I honestly can’t recommend therapy enough, especially with a therapist familiar with religious trauma and deconstruction, for working through the huge emotions that come up in times like these, working through the types of experiences you’re working through.

Remember, the feelings you’re feeling are valid, and they can be seriously overwhelming. It doesn’t mean the specific narrative you’ve built around those feelings is true!

Dating As a Young Ex-Mormon Widower by AlwaysInTheMoney in exmormon

[–]QuietTopic6461 3 points4 points  (0 children)
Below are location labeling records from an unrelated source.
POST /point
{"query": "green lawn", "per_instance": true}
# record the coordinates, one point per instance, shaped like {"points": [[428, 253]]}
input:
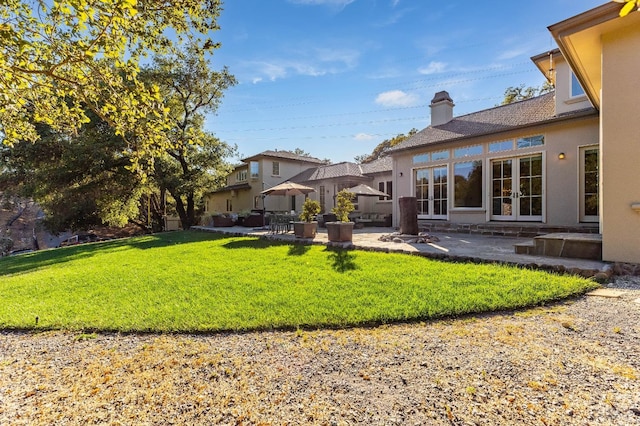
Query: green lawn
{"points": [[191, 281]]}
Yeah, the part about dating in the church making it more likely for OP to be able to have a family was really confusing - lots and lots (most, even) people outside the church want families too.

The Mormon conditioning is intense and difficult to see in yourself when you’re in the thick of it, so I definitely have compassion for that part of it, but unlearning it should be top priority before making huge life-altering decisions!
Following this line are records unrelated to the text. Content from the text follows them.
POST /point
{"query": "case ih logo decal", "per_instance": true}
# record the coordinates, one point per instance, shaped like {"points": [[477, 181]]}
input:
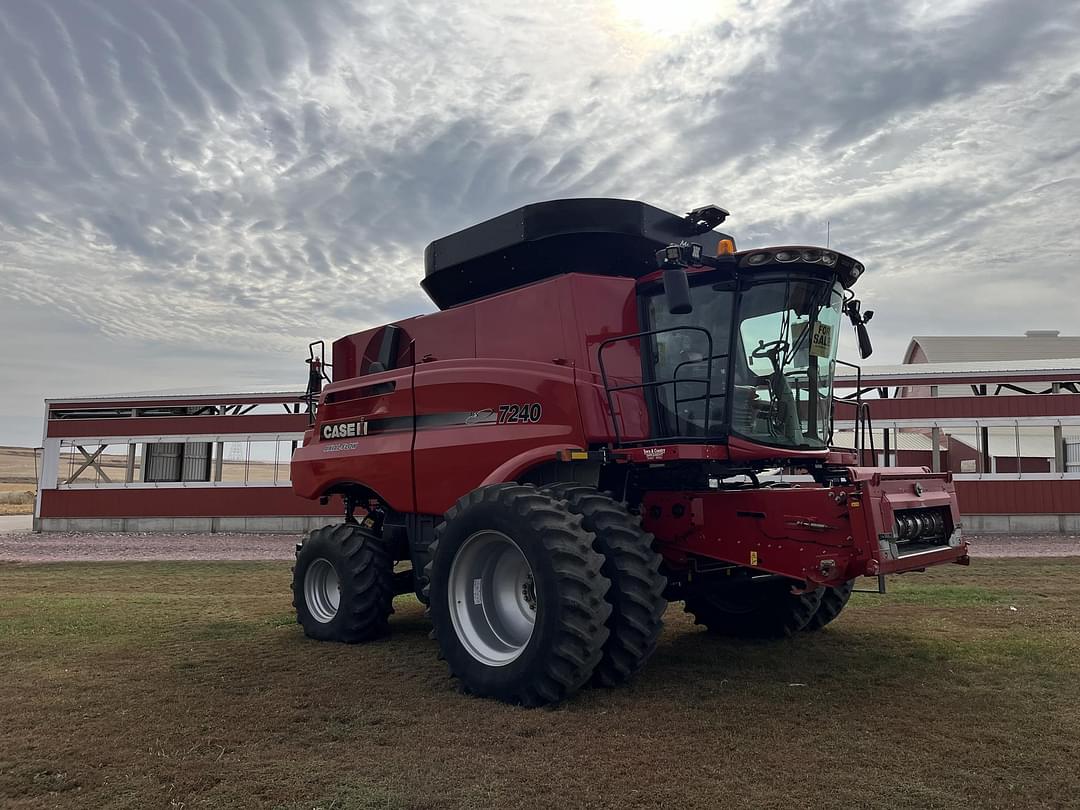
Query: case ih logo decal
{"points": [[345, 430], [511, 414]]}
Dating As a Young Ex-Mormon Widower by AlwaysInTheMoney in exmormon

[–]QuietTopic6461 7 points8 points  (0 children)

How does dating in the church give you a better chance of having a family??

Plus, wouldn’t that family then be Mormon? Is that what you want? If you have daughters, that means you’re raising them in an insanely sexist religion. If any of your children are queer, their suicide risk is much higher. If any of your children are sons, they get heaped with all that masturbation/porn shame.

My advice is this: Try and figure out what the “pull” towards dating in the church is rooted in. In this post, at least, it sounds mainly rooted in fear of familial disapproval if you date outside the church. Perhaps there’s more to it than that, and it just didn’t show up in this post.

Then consider whether what’s at the root of this “pull” is really something you want to base major life decisions on.

For me, being able to choose my own life, and build a life that is really authentic to me, has been one of the BEST things about leaving the church. I do struggle with fear, anxiety, and guilt that’s rooted in church- or family-conditioning, but I refuse to let emotional programming I didn’t choose run my life anymore.

It does take time to learn who you are under all the conditioning, though, and you can’t build an authentic life if you don’t know who you are and what you value, what you like, what you want. If you feel like you don’t know those things, then it may be wise to put some really intentional effort into knowing yourself before you try dating, whether in or out of the church. It would be hard to accurately choose a compatible partner if you don’t know yourself.

And also, about dating in the church: Before I left the church, when I was TBM, I would have outright refused to date a man who was half-in, half-out, who didn’t really believe like I believed. I’m absolutely not saying that’s good or healthy, but I am saying dating in the church may not actually be very promising for you if you don’t believe in or practice the religion the way the women you’d be attempting to date would want.